La maggior parte degli esperti ritiene che ciò introdurrà semplicemente norme più severe per la regolamentazione delle criptovalute e il mantenimento delle policy sulle transazioni. Ciò si tradurrà molto probabilmente in nuove regole KYC e controlli, oltre ad alcune modifiche aggiuntive alle modalità con cui i governi gestiscono il quadro normativo.
Inoltre, si prevede che il GAFI (Financial Action Task Force) riceverà nuovi ordini da diverse banche centrali per potenziare la propria azione in termini di individuazione e rimozione di ulteriori reati finanziari in tutto il mondo. Ma per eseguire questo ordine, la task force avrà un disperato bisogno di più personale.
È probabile che collaboreranno con la J5 Taskforce, appena creata in Australia e pronta ad avviare le proprie operazioni.
Per selezionare le giurisdizioni più importanti per la task force, il G20 molto probabilmente stilerà un elenco di paesi che non rispettano le regole del GAFI o che si sono dimostrati riluttanti a collaborare con la task force.
L'argomento più importante della discussione saranno i nuovi piani di Facebook per il lancio di una stablecoin sulla propria piattaforma. Secondo gli esperti, l'enorme portata del progetto, che coinvolgerà oltre 3,5 miliardi di persone (quasi la metà della popolazione mondiale), richiede il rispetto delle rigide linee guida della comunità internazionale.
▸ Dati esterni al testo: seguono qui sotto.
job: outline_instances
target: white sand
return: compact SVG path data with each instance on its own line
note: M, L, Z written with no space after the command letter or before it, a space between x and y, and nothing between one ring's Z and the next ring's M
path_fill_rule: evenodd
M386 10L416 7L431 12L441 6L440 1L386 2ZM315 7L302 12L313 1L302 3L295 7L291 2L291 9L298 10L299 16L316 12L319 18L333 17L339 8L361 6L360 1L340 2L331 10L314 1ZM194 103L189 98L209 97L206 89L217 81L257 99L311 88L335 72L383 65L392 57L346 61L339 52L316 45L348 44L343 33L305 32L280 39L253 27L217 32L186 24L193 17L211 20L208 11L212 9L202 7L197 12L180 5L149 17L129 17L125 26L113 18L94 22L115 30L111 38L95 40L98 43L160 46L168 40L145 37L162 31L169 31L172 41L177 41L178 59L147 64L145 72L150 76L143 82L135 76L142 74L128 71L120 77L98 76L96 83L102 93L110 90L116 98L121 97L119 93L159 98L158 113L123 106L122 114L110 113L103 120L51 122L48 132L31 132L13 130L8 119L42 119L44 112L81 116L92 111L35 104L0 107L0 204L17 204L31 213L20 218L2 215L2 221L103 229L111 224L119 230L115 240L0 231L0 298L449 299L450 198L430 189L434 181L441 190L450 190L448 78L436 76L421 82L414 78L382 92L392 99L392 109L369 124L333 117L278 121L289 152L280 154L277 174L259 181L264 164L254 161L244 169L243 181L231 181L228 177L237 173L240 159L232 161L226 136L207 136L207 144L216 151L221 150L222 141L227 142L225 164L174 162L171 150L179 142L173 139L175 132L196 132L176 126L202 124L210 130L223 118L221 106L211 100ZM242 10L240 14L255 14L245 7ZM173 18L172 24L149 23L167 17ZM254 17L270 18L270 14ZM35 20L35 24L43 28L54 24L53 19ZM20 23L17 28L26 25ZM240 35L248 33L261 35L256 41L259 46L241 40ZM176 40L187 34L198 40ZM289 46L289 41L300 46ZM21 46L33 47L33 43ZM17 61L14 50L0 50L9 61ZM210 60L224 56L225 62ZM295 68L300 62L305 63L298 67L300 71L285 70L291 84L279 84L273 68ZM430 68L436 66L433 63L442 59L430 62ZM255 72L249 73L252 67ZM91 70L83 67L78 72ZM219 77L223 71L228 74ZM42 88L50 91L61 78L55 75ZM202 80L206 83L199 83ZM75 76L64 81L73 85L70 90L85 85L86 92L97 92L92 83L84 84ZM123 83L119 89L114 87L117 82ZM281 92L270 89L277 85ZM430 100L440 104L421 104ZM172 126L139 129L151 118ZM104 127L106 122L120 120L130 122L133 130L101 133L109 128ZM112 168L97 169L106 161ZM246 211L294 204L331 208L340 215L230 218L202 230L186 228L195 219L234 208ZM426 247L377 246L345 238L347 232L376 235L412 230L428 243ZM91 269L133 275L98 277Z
Si tratta di un approccio corretto, poiché gestire un mercato di criptovalute così vasto potrebbe rivelarsi impossibile per le risorse combinate della SEC e della CFTC.
Tuttavia, tutto ciò che la comunità delle criptovalute può fare al momento è attendere il vertice del G20 e sperare che le autorità abbiano fatto i compiti sulla blockchain.